Hi, thanks for your thoughtful questions and article.

  1. For now, the relationship between LocalMr and RawMemoryRegion(contains ibv_mr : the "real" RDMA memory region) is one-to-one, and they are connected through Arc . So the memory region drop flow is : lmr.drop() -> raw_mr.drop() -> ibv_dreg_mr(ibv_mr). It's simple but inefficient, so we will transform jemalloc to manage ibv_mr and reuse it's preapplication and retain strategy in the next release.
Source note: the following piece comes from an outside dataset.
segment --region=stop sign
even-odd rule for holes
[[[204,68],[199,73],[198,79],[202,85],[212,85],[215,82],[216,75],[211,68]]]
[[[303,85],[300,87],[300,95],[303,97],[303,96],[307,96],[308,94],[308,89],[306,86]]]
  2. The operations in the unsafe statement here almost degenerate to operations on raw memory pointers in C. I haven't thought carefully about how to pack this part better. I saw in the article that you have some thoughts about this. Maybe you have good ideas.

  3. Good question! That's depending on the stage of the request. If the future dropped before or after ibv_post_send(rdma api) done, there will only be some error messages. But the handling of this during the execution of ibv_post_send has not been taken into account. This question is similar to the one mentioned in your article.

I will deal with the above issues later. You are welcome to contribute if you are interested, Thank you!

@GTwhy GTwhy added the bug Something isn't working label Apr 19, 2022
GTwhy added a commit to GTwhy/async-rdma that referenced this issue May 9, 2022
Let `event_listener` holds the `Arc`s of the `LocalMrInner`s
that are being used by RDMA ops to ensure cancellation safety.

`LocalMr` was replaced with New struct `LocalMrInner`.
Because every struct that can use APIs should hold an `Arc`
of the mr's metadata, but previous `LocalMr` can't hold itself.

Fixes: datenlord#47
GTwhy added a commit to GTwhy/async-rdma that referenced this issue May 9, 2022
Let `event_listener` holds the `Arc`s of the `LocalMrInner`s
that are being used by RDMA ops to ensure cancellation safety.

`LocalMr` was replaced with New struct `LocalMrInner`.
Because every struct that can use APIs should hold an `Arc`
of the mr's metadata, but previous `LocalMr` can't hold itself.

Fixes: datenlord#47
GTwhy added a commit to GTwhy/async-rdma that referenced this issue May 9, 2022
Let `event_listener` holds the `Arc`s of the `LocalMrInner`s
that are being used by RDMA ops to ensure cancellation safety.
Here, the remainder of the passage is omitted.